About 120,000 people attend the state’s largest fair each year. While the fair will follow all state and federal guidelines, it has every intention of forging ahead this year, according to Bartley. 

“There’s no talk about canceling the fair,” he said. “As of right now, we’re not putting any restrictions on the fair.”

The Champlain Valley Exposition took a huge financial hit last year when Covid forced the fairgrounds to shut down.
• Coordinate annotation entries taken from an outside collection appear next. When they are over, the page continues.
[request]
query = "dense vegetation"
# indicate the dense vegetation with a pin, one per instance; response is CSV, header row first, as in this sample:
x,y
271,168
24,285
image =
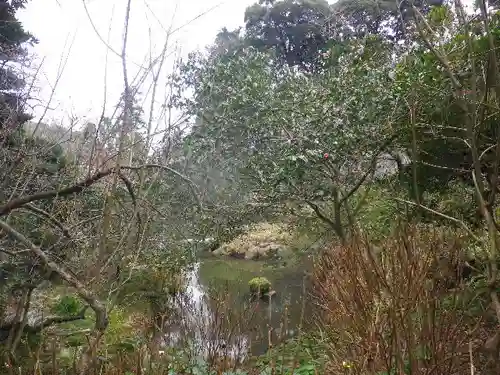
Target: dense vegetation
x,y
362,134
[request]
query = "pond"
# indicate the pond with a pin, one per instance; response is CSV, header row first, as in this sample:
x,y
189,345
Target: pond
x,y
217,313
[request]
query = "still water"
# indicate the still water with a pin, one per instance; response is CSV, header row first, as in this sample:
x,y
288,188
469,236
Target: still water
x,y
217,315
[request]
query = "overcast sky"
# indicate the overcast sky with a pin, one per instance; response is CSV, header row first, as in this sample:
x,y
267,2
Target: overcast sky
x,y
65,32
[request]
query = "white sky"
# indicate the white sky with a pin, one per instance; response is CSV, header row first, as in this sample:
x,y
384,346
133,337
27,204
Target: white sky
x,y
64,30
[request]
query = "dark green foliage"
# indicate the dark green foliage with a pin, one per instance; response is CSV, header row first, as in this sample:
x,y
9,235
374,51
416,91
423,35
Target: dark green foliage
x,y
295,30
13,38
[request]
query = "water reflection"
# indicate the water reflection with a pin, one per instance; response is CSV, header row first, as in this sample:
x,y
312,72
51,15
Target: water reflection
x,y
223,320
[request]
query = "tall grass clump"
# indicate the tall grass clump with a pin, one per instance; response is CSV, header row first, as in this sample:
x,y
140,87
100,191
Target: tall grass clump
x,y
407,306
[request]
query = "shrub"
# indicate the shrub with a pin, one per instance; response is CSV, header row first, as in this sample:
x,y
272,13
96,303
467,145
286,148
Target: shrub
x,y
386,310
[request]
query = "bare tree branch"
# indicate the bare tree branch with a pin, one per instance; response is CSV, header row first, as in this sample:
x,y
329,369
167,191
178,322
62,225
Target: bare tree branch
x,y
87,295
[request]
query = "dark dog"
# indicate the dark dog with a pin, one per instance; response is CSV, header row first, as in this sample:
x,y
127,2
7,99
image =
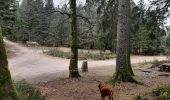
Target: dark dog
x,y
105,91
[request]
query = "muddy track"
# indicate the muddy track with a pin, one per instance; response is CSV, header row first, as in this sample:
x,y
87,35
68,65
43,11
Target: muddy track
x,y
33,66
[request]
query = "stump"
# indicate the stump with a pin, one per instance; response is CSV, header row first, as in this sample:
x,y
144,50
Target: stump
x,y
165,67
84,66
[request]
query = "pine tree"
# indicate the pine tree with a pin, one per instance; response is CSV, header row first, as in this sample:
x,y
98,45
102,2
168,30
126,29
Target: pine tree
x,y
123,69
7,89
73,67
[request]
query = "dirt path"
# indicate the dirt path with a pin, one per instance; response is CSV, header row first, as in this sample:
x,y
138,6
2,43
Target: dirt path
x,y
32,65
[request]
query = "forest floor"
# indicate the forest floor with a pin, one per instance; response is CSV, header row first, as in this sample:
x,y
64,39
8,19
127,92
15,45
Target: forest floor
x,y
32,65
86,88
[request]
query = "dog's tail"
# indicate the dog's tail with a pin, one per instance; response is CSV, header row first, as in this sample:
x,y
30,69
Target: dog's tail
x,y
96,80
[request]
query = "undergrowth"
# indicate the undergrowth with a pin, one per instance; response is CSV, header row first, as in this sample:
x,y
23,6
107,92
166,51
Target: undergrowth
x,y
81,56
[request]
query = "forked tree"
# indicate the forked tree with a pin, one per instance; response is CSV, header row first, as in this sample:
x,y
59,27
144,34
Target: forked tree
x,y
124,70
73,67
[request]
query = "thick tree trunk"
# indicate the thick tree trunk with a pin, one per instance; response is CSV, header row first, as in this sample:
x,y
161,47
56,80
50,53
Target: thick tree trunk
x,y
7,89
73,67
123,67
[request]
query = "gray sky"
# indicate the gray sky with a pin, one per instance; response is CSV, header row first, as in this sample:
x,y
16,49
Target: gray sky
x,y
60,2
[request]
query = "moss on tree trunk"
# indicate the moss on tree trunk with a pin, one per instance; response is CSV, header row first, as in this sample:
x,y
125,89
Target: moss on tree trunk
x,y
7,89
124,70
73,67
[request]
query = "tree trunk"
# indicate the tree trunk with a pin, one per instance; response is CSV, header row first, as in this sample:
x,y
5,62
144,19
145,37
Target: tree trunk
x,y
123,67
73,67
7,89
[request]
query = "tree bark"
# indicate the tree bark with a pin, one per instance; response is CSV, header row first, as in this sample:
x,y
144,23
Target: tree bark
x,y
7,89
73,67
123,67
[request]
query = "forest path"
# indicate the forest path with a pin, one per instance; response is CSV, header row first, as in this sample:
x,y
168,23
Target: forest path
x,y
33,66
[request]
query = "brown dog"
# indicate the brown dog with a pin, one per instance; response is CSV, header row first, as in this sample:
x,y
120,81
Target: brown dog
x,y
105,91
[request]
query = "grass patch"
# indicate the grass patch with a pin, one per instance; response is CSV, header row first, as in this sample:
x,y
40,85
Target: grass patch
x,y
28,91
82,55
160,93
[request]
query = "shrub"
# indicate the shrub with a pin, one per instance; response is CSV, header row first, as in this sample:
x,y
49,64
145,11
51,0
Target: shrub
x,y
162,93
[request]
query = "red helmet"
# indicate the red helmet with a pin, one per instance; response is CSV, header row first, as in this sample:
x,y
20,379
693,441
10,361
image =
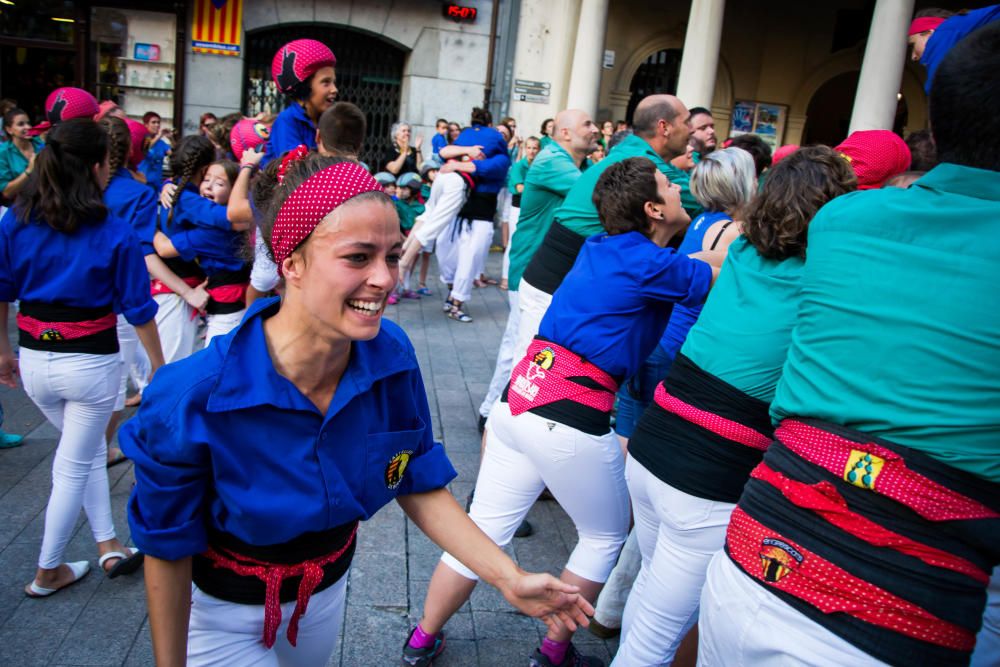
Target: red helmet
x,y
246,134
66,103
139,133
296,61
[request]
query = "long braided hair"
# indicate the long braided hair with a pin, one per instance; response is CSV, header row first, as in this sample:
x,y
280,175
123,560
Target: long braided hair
x,y
192,154
119,142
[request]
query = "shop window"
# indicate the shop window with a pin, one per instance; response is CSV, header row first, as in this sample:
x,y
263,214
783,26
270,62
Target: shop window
x,y
369,74
657,74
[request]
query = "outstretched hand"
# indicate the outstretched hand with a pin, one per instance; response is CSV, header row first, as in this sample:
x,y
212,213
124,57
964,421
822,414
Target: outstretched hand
x,y
555,602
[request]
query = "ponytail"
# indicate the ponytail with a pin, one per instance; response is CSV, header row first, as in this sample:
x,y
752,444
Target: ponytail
x,y
62,189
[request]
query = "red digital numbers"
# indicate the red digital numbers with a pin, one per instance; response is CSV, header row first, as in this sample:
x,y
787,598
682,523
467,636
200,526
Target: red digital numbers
x,y
459,13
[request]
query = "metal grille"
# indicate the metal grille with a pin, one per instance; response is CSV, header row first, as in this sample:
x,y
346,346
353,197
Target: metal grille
x,y
369,74
657,74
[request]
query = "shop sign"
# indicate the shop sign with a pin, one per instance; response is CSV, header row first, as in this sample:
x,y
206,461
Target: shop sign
x,y
217,27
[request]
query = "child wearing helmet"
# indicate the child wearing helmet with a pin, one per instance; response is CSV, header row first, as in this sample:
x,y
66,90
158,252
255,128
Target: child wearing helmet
x,y
304,71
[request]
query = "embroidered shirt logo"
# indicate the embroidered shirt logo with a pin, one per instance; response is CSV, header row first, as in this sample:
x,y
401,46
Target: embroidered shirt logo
x,y
777,558
863,469
397,466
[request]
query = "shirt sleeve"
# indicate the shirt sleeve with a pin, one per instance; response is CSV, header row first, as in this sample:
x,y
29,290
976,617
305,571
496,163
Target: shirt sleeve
x,y
172,473
675,278
132,297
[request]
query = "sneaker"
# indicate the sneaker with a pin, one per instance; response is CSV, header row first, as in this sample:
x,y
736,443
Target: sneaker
x,y
421,657
572,659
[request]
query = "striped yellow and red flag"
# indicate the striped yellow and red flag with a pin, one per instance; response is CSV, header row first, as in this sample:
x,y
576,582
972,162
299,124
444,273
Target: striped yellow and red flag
x,y
218,27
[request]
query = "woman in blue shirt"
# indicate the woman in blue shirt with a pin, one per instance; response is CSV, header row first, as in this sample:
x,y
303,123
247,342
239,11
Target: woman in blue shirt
x,y
17,153
551,425
257,457
304,71
73,266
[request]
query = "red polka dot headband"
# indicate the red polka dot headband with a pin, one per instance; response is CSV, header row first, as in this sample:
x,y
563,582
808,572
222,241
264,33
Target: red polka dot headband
x,y
315,199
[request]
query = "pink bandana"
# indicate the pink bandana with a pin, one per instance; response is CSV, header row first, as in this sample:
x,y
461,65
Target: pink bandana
x,y
925,23
314,200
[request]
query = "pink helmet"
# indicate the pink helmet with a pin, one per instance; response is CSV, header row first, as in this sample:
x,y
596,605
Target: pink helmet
x,y
138,132
296,61
66,103
246,134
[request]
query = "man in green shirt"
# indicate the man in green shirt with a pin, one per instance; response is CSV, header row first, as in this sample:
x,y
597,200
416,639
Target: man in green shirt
x,y
889,410
661,131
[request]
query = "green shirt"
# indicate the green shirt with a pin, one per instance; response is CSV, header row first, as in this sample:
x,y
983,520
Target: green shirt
x,y
683,179
898,332
518,172
744,330
578,212
551,176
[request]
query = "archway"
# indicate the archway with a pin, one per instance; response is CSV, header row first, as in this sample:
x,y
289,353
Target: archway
x,y
369,74
657,74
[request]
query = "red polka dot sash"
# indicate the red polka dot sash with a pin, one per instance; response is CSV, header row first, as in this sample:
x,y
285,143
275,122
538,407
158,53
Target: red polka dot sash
x,y
315,199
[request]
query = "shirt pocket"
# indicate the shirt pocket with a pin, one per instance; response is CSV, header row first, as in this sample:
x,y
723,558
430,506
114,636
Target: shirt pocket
x,y
388,456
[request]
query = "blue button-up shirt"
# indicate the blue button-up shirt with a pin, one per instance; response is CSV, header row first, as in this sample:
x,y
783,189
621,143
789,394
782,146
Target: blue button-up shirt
x,y
98,265
223,441
291,128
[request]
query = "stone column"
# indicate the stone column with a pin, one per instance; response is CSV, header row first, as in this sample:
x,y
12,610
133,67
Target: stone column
x,y
700,59
588,56
882,68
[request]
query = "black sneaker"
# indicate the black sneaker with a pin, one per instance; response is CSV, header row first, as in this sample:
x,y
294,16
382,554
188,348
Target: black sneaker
x,y
421,657
572,659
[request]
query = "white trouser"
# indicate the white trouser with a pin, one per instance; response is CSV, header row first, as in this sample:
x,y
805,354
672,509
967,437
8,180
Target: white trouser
x,y
610,605
512,218
741,623
987,653
585,473
505,357
135,364
176,328
264,274
221,324
76,392
442,206
678,535
227,633
533,302
474,238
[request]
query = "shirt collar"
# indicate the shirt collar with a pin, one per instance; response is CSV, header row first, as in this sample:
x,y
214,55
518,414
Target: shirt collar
x,y
247,377
965,181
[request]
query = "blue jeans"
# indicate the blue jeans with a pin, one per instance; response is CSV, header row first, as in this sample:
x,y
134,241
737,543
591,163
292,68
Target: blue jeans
x,y
636,393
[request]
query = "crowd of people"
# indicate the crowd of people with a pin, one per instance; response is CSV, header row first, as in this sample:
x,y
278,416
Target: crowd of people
x,y
758,382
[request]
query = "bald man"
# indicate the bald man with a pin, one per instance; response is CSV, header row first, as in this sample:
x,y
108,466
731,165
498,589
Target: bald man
x,y
556,168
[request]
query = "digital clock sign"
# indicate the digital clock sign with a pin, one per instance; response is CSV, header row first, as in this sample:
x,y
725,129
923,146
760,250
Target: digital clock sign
x,y
460,14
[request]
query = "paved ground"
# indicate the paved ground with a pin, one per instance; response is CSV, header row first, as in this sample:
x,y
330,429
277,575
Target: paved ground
x,y
103,622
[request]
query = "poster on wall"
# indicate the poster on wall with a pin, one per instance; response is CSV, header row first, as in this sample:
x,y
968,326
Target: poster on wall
x,y
217,27
764,119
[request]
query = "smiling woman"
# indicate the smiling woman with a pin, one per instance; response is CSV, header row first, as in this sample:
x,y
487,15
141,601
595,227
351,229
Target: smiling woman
x,y
317,406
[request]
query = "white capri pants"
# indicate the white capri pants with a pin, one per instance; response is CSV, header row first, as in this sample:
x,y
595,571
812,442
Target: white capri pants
x,y
224,633
743,624
176,327
585,473
474,238
505,357
221,324
678,534
533,303
76,392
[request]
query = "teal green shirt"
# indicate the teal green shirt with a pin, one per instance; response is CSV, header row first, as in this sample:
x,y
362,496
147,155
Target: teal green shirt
x,y
578,212
552,175
744,330
898,332
12,160
683,179
518,172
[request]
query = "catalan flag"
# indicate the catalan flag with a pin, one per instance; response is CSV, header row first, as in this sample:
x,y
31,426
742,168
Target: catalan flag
x,y
218,27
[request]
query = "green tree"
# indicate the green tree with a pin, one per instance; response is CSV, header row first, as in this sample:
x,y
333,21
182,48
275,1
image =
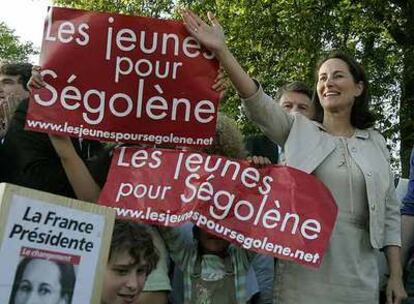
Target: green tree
x,y
150,8
11,49
280,41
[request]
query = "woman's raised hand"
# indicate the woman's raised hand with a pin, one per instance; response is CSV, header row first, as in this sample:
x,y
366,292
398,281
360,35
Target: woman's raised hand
x,y
211,36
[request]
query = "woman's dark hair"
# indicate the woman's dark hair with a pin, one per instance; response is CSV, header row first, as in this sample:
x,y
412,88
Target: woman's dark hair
x,y
361,116
136,240
67,278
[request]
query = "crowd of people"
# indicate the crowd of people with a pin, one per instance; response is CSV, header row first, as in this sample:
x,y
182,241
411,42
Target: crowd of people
x,y
328,133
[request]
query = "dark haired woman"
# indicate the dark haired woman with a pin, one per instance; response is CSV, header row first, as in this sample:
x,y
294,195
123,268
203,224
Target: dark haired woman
x,y
43,281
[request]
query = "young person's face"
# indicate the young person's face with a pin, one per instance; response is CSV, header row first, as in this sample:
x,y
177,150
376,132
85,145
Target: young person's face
x,y
11,85
124,279
295,102
40,284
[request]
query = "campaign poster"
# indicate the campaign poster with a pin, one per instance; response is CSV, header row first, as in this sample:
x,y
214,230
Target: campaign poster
x,y
118,78
56,244
275,210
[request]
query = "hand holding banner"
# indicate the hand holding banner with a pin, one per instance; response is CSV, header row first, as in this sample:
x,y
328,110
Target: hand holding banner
x,y
276,210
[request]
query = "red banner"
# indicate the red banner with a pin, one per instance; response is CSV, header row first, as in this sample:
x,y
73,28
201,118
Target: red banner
x,y
275,210
121,78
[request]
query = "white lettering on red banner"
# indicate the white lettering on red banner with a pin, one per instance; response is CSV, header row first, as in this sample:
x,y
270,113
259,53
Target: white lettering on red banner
x,y
122,78
275,210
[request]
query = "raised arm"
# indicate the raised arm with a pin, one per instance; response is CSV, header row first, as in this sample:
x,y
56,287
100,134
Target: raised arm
x,y
261,109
Beyond the annual fair, the fairgrounds is frequently rented for other events, and without that income, the exposition would have been unable to pay its mortgage had its lenders not been willing to renegotiate the terms, according to Executive Director Tim Shea. 

The state Legislature allocated $1 million to the state fairs last year, just enough so they could “keep their lights on,” Folsom said.

Among those who benefited from the Addison County Fair’s survival was Scooter Desmond, of Georgia, Vermont, who owns a pretzel and lemonade stands and a corndog stall with his wife. They spend the summers traveling to fairs and festivals around the state and New England and have come to the Addison Fair for more than 20 years.

Events like “Taste of the Fair” — held in place of the Champlain Valley Exposition — kept the business afloat when all of the normal fairs and festivals closed down last summer, but it was tough going.

At the fair on Tuesday, Desmond said he can’t worry about whether fairs later in the summer will be able to run or not. He focuses instead on each pretzel in front of him, deftly slicing a ribbon of dough and twisting it in the air in one fluid motion to form the classic knot. Each pretzel takes him only a couple of seconds, and by the end of the night, he will have made hundreds. 

“We all find a way to survive,” he said. 

Correction: An earlier version of this story’s photograph captions gave an incorrect town for the fair.